Trabzon’da yaşanan olayın sebebi HDP’dir.
HDP’yi Trabzon’da bir parti kılığına sokmaya çalışan insanların, biz de Trabzon partisiyiz, bu şehrin insanlarının bir parçasıyız iddiasından kaynaklanıyor.
Hayır, HDP ne Trabzon’un ne de Türkiye’nin partisi değil. Belki ileride olacak çözüm süreci sonuca kavuşursa HDP’de Türkiye partisi olacak belki o partiye gerek kalmayacak ama en azından bugün ki gibi derin cepheler olmayacak.
1 Mayıs’ta yaşanan ve HDP’lilerin sebebiyet verdiği Trabzon’daki olayların Türkiye gündemine oturması da Trabzon’a büyük haksızlıktır.
Trabzon her zaman terörün bedelini ödemiş, ödemeye devam ediyor.

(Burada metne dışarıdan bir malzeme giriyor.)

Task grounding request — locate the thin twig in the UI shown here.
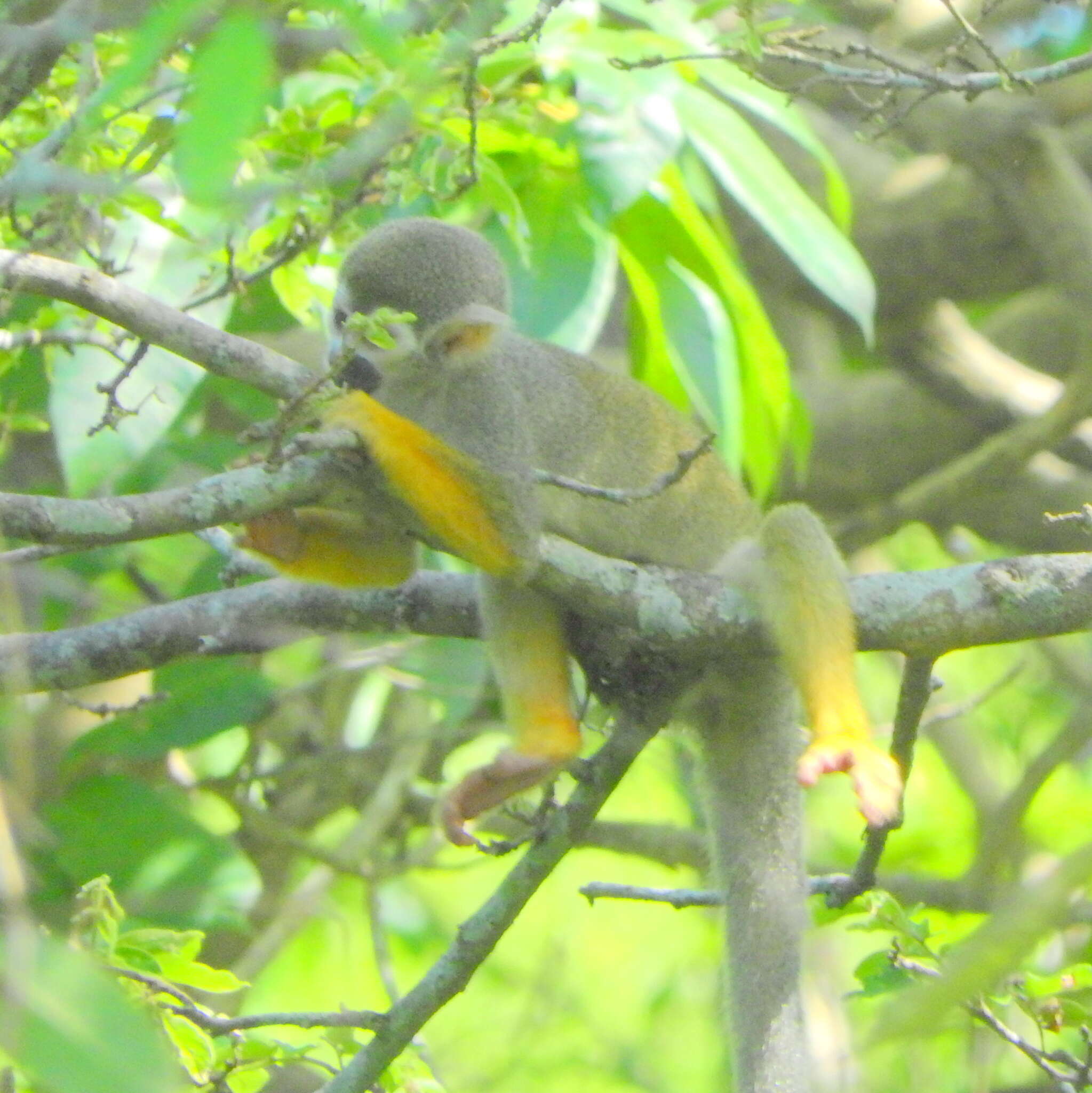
[940,0,1029,86]
[535,433,716,505]
[322,715,659,1093]
[474,0,563,57]
[827,657,934,907]
[610,45,1092,95]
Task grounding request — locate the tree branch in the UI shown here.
[0,249,315,398]
[321,711,659,1093]
[6,537,1092,692]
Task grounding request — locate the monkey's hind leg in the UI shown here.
[237,507,416,588]
[441,574,580,846]
[754,505,902,826]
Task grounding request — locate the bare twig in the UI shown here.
[535,433,716,505]
[87,341,149,436]
[940,0,1031,88]
[474,0,563,57]
[0,330,132,362]
[61,691,170,717]
[611,45,1092,96]
[827,657,934,907]
[323,715,659,1093]
[110,966,383,1036]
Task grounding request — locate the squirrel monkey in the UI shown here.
[242,218,901,845]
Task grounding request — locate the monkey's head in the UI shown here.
[330,217,510,391]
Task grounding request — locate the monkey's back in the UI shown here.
[495,334,759,569]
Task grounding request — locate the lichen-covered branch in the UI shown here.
[0,455,338,546]
[6,538,1092,691]
[0,249,315,398]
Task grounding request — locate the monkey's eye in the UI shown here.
[338,353,383,394]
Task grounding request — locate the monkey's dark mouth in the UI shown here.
[338,353,382,394]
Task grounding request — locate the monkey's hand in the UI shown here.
[322,391,534,576]
[440,751,562,846]
[796,731,902,827]
[236,507,414,588]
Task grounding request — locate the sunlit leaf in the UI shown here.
[676,86,876,340]
[0,932,185,1093]
[173,7,273,201]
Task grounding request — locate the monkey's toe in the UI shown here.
[440,751,560,846]
[796,733,902,827]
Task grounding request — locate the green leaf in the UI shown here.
[45,775,258,926]
[676,86,876,341]
[161,1010,216,1084]
[0,932,185,1093]
[880,843,1092,1039]
[1022,964,1092,998]
[117,926,204,969]
[565,30,682,213]
[49,343,204,497]
[663,166,793,498]
[173,6,273,202]
[156,952,246,995]
[69,657,272,759]
[486,184,618,353]
[699,60,853,233]
[270,259,319,327]
[853,951,914,998]
[69,875,125,961]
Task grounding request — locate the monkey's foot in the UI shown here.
[796,732,902,827]
[440,751,561,846]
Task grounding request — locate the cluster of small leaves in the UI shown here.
[4,876,393,1093]
[835,890,1092,1089]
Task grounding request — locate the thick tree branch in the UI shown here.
[0,249,315,398]
[6,538,1092,691]
[0,572,477,691]
[0,455,344,546]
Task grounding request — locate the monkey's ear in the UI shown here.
[425,304,512,361]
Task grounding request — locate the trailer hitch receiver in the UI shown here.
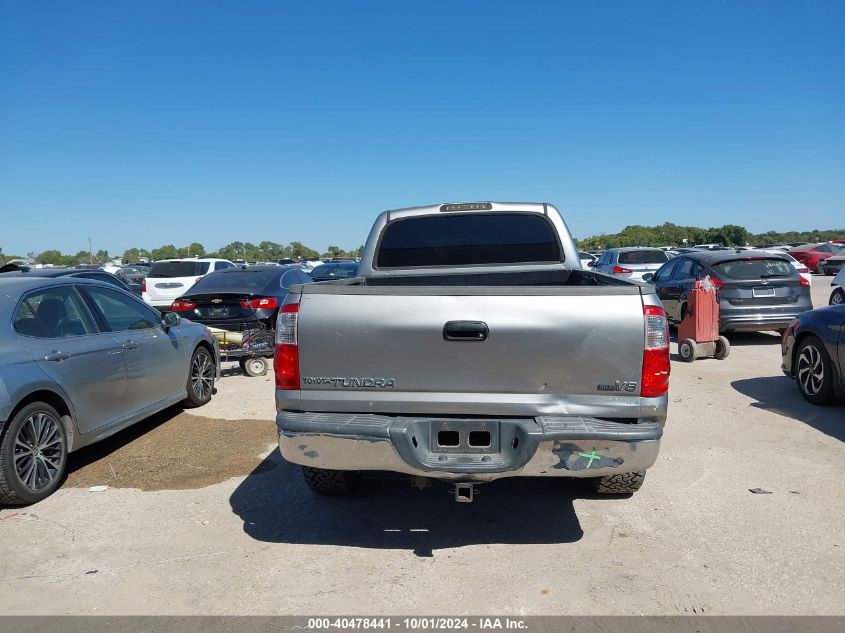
[452,483,478,503]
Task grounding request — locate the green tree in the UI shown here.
[35,250,64,266]
[323,246,346,259]
[150,244,179,261]
[286,242,320,260]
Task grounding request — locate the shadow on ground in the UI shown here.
[229,451,588,556]
[67,406,183,475]
[731,376,845,442]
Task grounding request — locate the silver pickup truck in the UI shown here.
[275,202,669,501]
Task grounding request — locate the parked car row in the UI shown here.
[644,251,813,332]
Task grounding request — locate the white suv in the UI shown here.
[141,257,235,312]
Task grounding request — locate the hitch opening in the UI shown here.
[452,484,478,503]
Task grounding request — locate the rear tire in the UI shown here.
[0,402,67,504]
[713,336,731,360]
[678,338,698,363]
[793,334,836,405]
[594,470,645,495]
[185,346,217,407]
[302,466,358,496]
[239,356,267,378]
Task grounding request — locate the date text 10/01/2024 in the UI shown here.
[306,617,528,631]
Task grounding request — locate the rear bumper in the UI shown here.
[276,411,663,481]
[719,306,813,332]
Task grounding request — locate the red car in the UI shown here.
[789,242,845,275]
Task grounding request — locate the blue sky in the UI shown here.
[0,0,845,253]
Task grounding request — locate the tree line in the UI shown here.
[0,222,845,266]
[575,222,845,251]
[0,240,364,266]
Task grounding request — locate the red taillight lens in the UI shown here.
[170,301,197,312]
[640,306,669,398]
[273,299,299,390]
[241,297,279,310]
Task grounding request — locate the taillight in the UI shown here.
[241,297,279,310]
[273,299,299,390]
[640,306,669,398]
[170,300,197,312]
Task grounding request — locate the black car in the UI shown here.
[0,266,141,297]
[311,261,358,281]
[643,250,813,332]
[781,305,845,404]
[170,265,311,332]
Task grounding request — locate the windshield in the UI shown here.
[619,250,669,264]
[377,213,561,268]
[148,261,208,278]
[713,257,798,280]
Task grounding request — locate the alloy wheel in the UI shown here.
[798,345,824,396]
[14,411,65,492]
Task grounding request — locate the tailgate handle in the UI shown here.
[443,321,490,341]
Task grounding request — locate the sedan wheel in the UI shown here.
[187,347,217,407]
[795,336,833,404]
[0,402,67,503]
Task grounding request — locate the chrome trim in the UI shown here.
[277,411,663,481]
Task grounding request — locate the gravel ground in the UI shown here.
[0,277,845,615]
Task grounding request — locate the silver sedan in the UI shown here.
[0,275,219,504]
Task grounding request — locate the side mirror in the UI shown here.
[161,312,182,332]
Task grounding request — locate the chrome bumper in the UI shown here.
[276,411,663,481]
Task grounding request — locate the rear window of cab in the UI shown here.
[376,213,562,268]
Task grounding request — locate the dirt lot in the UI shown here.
[0,277,845,614]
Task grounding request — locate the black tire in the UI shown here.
[0,402,67,504]
[792,334,836,405]
[713,336,731,360]
[678,338,698,363]
[302,466,358,496]
[238,356,267,378]
[185,345,217,407]
[594,470,645,495]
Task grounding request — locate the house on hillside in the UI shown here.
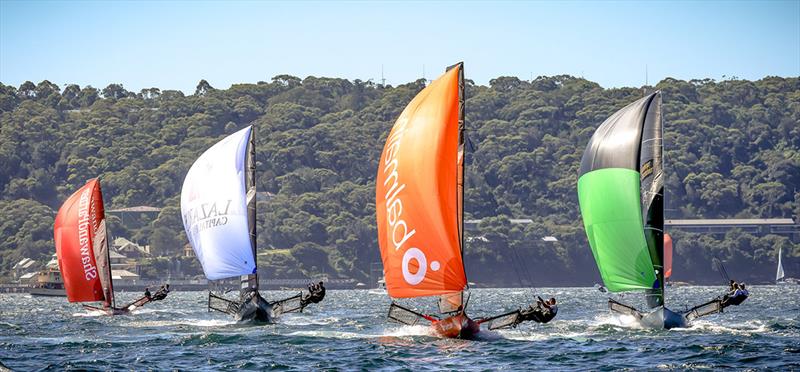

HDP’nin savunduğu bölgenin insanı yıllardır beri bedel ödemiyor, Türk halkına bedel ödetiyor.
Çünkü, PKK terörü bir yandan öldürerek, diğer yandan yakıp yakarak ülkenin kaynaklarını tüketmek için elinden gelen her türlü hainliği yapmış, bugün de çözüm süreci adı altında ortaya konak barış görüşmelerini bir taraftan kabul edip diğer taraftan sabote ederek, taviz üstüne taviz koparmanın peşindedir.
Altını çizerek vurgulamak istiyoruz ki, HDP Trabzon’da siyaset yapmak istiyorsa haddini bilmesi gerekir.
Kendisini diğer siyasi partilerle eşit, aynı haklara sahip görmemeli.
Çünkü, kendilerini diğer partilerle aynı safta görmüyorlar.
Dolayısıyla, Trabzon’un başına bela olacak gelişmelere çanak tutmaktan kaçınmalıdırlar.